On May 10, 2010, the Departments of Labor and Health and Human Services published interim final regulations (the "Regulations") implementing the requirements regarding dependent coverage of children who have not attained age 26 for group health plans and health insurance issuers under the provisions of the Affordable Care Act (the "Act").[1]
Background
The Act requires plans and issuers that provide dependent child coverage to make that coverage available for children until the attainment of age 26. There is no requirement for a group health plan or insurance issuer to provide coverage to dependent children; however, if a plan or issuer offers dependent child coverage, that coverage must be available until the attainment of age 26. This coverage mandate applies to all plans otherwise subject to the Act but not those that are excepted from coverage (such as HIPAA-excepted flexible spending accounts or HIPAA-excepted stand-alone dental or vision plans).
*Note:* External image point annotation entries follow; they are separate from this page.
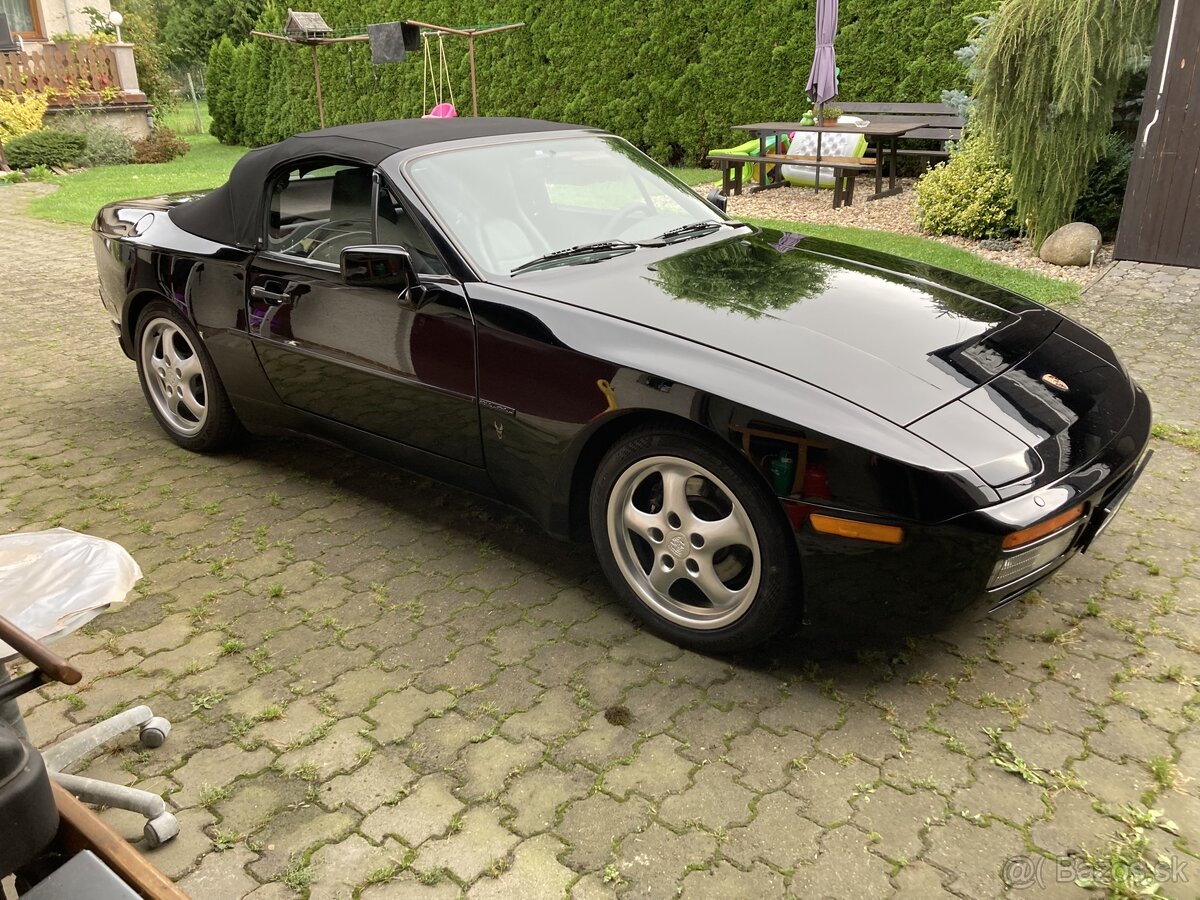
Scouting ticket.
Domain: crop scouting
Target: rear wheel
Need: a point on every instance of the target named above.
(693, 543)
(180, 382)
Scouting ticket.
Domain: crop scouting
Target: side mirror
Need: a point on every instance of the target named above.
(378, 267)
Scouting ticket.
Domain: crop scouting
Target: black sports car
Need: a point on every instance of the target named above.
(757, 429)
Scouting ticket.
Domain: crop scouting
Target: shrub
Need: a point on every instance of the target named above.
(21, 113)
(106, 145)
(47, 147)
(161, 145)
(1102, 199)
(970, 196)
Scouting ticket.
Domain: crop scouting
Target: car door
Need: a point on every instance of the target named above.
(399, 365)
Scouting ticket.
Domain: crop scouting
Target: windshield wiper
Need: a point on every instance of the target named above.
(582, 250)
(694, 229)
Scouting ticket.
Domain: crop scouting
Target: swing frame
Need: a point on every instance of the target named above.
(471, 34)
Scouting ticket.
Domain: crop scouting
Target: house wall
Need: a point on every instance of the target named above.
(60, 17)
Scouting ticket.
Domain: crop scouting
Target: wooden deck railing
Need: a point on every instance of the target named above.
(76, 72)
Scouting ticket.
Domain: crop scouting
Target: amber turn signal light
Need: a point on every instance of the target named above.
(1027, 535)
(862, 531)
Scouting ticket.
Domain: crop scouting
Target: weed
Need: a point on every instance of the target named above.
(1013, 707)
(211, 795)
(1163, 771)
(612, 875)
(261, 659)
(1005, 756)
(225, 839)
(498, 867)
(433, 876)
(954, 745)
(207, 701)
(298, 876)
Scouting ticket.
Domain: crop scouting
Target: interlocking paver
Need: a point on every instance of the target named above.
(385, 679)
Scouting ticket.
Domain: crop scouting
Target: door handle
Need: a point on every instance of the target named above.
(271, 297)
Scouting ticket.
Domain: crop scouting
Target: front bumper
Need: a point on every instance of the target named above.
(940, 570)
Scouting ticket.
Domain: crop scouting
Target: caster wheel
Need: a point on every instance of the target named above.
(155, 732)
(160, 829)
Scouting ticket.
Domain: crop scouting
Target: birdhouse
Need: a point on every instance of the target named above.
(306, 25)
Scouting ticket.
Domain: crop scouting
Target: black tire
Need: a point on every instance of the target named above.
(180, 382)
(723, 537)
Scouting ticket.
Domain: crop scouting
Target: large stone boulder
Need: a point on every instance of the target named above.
(1071, 245)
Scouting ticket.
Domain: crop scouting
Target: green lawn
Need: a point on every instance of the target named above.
(81, 193)
(208, 163)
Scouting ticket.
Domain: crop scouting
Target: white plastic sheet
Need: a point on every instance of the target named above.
(52, 582)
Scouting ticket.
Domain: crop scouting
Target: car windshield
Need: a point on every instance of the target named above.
(511, 204)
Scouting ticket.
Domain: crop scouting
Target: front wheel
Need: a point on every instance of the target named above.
(694, 545)
(180, 382)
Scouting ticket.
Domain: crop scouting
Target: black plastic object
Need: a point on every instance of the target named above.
(393, 41)
(83, 875)
(28, 815)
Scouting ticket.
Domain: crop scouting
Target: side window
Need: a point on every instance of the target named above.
(318, 209)
(395, 226)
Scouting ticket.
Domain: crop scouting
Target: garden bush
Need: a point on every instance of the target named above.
(106, 145)
(1102, 199)
(47, 147)
(672, 78)
(970, 196)
(21, 113)
(161, 145)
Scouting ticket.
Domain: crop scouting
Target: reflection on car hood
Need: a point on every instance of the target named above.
(889, 335)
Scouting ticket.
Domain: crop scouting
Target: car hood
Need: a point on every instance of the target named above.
(893, 336)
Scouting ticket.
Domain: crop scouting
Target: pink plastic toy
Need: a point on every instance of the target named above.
(442, 111)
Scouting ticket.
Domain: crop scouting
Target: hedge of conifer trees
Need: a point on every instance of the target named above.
(670, 76)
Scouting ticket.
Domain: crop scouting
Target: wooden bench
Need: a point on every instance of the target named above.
(845, 171)
(942, 124)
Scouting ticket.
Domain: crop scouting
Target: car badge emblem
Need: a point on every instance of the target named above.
(1055, 382)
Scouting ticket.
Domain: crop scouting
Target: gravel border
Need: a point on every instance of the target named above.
(895, 214)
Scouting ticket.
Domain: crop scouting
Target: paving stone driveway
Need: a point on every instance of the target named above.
(384, 688)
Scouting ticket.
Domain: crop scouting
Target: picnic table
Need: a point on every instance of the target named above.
(883, 135)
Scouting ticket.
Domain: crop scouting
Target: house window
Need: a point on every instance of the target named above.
(23, 17)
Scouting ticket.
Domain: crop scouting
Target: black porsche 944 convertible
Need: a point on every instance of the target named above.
(756, 429)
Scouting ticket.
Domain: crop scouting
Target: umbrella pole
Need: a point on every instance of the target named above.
(816, 169)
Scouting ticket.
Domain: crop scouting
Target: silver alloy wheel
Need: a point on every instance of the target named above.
(174, 376)
(684, 543)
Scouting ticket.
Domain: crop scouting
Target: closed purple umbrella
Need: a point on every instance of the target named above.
(822, 84)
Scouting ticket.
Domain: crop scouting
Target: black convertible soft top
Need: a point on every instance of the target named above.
(232, 214)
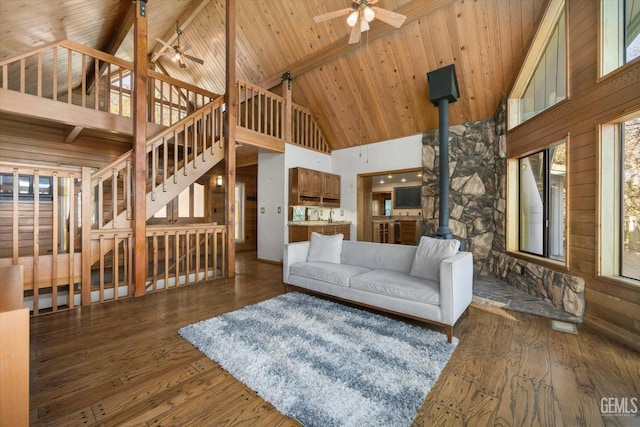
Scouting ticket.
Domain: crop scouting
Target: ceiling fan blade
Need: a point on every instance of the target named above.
(331, 15)
(389, 17)
(194, 59)
(163, 43)
(355, 33)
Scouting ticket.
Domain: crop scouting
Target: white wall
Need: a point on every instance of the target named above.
(395, 154)
(273, 182)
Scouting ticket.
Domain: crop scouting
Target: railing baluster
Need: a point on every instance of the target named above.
(101, 268)
(54, 82)
(83, 82)
(115, 267)
(69, 75)
(114, 197)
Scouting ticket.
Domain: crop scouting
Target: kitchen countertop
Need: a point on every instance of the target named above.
(397, 218)
(324, 222)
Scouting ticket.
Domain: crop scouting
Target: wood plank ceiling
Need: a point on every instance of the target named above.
(372, 91)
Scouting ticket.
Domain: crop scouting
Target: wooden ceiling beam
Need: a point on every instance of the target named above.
(413, 11)
(115, 43)
(184, 20)
(72, 134)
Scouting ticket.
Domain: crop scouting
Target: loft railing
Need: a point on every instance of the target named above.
(265, 113)
(187, 149)
(41, 209)
(78, 75)
(75, 74)
(305, 131)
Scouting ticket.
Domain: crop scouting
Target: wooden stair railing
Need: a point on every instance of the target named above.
(264, 113)
(74, 74)
(178, 156)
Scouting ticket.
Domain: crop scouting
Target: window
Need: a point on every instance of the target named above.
(542, 81)
(542, 203)
(620, 34)
(620, 199)
(26, 187)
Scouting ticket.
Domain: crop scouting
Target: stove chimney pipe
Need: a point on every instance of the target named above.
(443, 89)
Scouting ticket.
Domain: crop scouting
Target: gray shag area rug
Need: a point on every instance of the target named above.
(324, 363)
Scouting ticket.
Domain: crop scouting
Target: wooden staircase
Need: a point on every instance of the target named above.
(78, 249)
(177, 157)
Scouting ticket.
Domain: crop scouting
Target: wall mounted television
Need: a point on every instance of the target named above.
(407, 197)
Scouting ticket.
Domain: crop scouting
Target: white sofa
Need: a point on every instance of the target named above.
(432, 282)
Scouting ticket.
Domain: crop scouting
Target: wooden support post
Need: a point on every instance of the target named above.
(85, 290)
(139, 149)
(230, 143)
(288, 107)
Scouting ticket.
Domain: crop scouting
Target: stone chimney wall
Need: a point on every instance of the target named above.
(477, 202)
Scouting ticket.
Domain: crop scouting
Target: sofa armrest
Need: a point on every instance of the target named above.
(456, 286)
(293, 253)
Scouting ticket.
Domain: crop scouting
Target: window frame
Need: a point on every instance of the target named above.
(547, 203)
(618, 44)
(544, 32)
(610, 200)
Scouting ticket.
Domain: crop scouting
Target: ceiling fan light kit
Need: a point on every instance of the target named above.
(360, 14)
(177, 52)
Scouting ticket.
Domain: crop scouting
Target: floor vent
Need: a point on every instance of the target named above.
(569, 328)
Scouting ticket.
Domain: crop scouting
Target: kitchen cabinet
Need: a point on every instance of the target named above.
(383, 232)
(301, 233)
(14, 349)
(408, 232)
(309, 187)
(330, 190)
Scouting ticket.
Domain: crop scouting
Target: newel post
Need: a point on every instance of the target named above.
(288, 107)
(139, 149)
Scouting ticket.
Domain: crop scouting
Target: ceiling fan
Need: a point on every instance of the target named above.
(177, 51)
(360, 14)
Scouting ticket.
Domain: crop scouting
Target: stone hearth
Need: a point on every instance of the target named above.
(477, 167)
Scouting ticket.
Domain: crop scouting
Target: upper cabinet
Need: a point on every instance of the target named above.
(309, 187)
(330, 189)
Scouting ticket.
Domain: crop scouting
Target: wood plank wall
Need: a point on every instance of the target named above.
(28, 142)
(611, 306)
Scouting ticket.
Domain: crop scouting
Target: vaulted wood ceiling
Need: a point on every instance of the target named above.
(368, 92)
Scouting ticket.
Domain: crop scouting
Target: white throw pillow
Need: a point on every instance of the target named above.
(325, 248)
(429, 255)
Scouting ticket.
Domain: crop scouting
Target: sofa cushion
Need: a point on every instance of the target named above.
(398, 285)
(430, 253)
(338, 274)
(325, 248)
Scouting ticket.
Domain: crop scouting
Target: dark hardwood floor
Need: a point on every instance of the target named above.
(123, 363)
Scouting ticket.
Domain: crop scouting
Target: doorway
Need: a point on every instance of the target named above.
(376, 198)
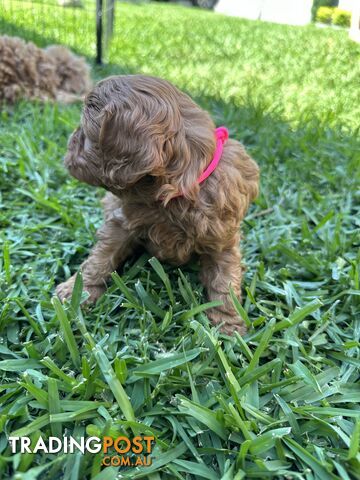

Understanding The Regulations
Effective Date Issues/Grandfathering
In general, the requirement to make available dependent coverage for children who have not attained age 26 is effective for plan years beginning on or after September 23, 2010 (January 1, 2011 for calendar year plans). However, there is a limited delayed effective date for certain grandfathered plans (i.e., plans in existence on March 23, 2010), which may exclude an adult child who has not attained age 26 from coverage if the adult child is eligible to enroll in an eligible employer-sponsored health plan other than a group health plan of either parent. Thus, for example, in the case of an adult child who is eligible for coverage under the plans of the employers of both parents, neither plan may exclude the adult child from coverage based on the fact that the adult child is eligible to enroll in the plan of the other parent’s employer.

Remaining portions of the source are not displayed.